Buenos Aires. La inflación en Argentina seguirá a la baja este año y el próximo, "hasta que logremos que no sea más una ecuación", afirmó este martes el jefe de Gabinete de Ministros, Marcos Peña.

El funcionario expresó que la meta de 15% de inflación sugerida por el gobierno para el presente año, no constituye "un pronóstico", sino una "orientación de la velocidad de la baja".

El jefe de Gabinete ratificó en declaraciones a la radiodifusora La Red que el Indice de Precios al Consumidor (IPC) tiene una orientación a la baja, pese a datos reflejados por el Instituto Nacional de Estadística y Censos (INDEC) que la ubicaron en 1,8% en enero pasado.    

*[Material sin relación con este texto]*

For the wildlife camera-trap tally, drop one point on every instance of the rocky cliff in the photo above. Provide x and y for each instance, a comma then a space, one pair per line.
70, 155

El viceministro de Hacienda, Sebastián Galiani, estimó el lunes que el IPC pudo superar el 2% en febrero pasado, al ser el mes que evidencia el alza más alta de precios.

En 2017 Argentina se ubicó como la segunda nación de América Latina con mayor inflación al acumular 24,8%, solamente por debajo de Venezuela.

Peña defendió también la política de flotación cambiaria que hasta ahora ha regido en Argentina, con un dólar ascendente que ha llegado a ubicarse por encima de los 20,6 pesos.

"Lo importante es que hay respaldo del Banco Central. El dólar no es una variable de crisis en Argentina", dijo Peña.

Agregó que el "Banco Central tiene la tarea de cuidar la moneda, cuando lo vea necesario intervendrá. Es sano para la economía que tenga flotación".

El Banco Central de la República Argentina (BCRA) intervino este lunes en el mercado de divisas, por primera vez en siete meses, con el fin de contener el alza del dólar e impactar de manera significativa en los mercados mayoristas y minoristas.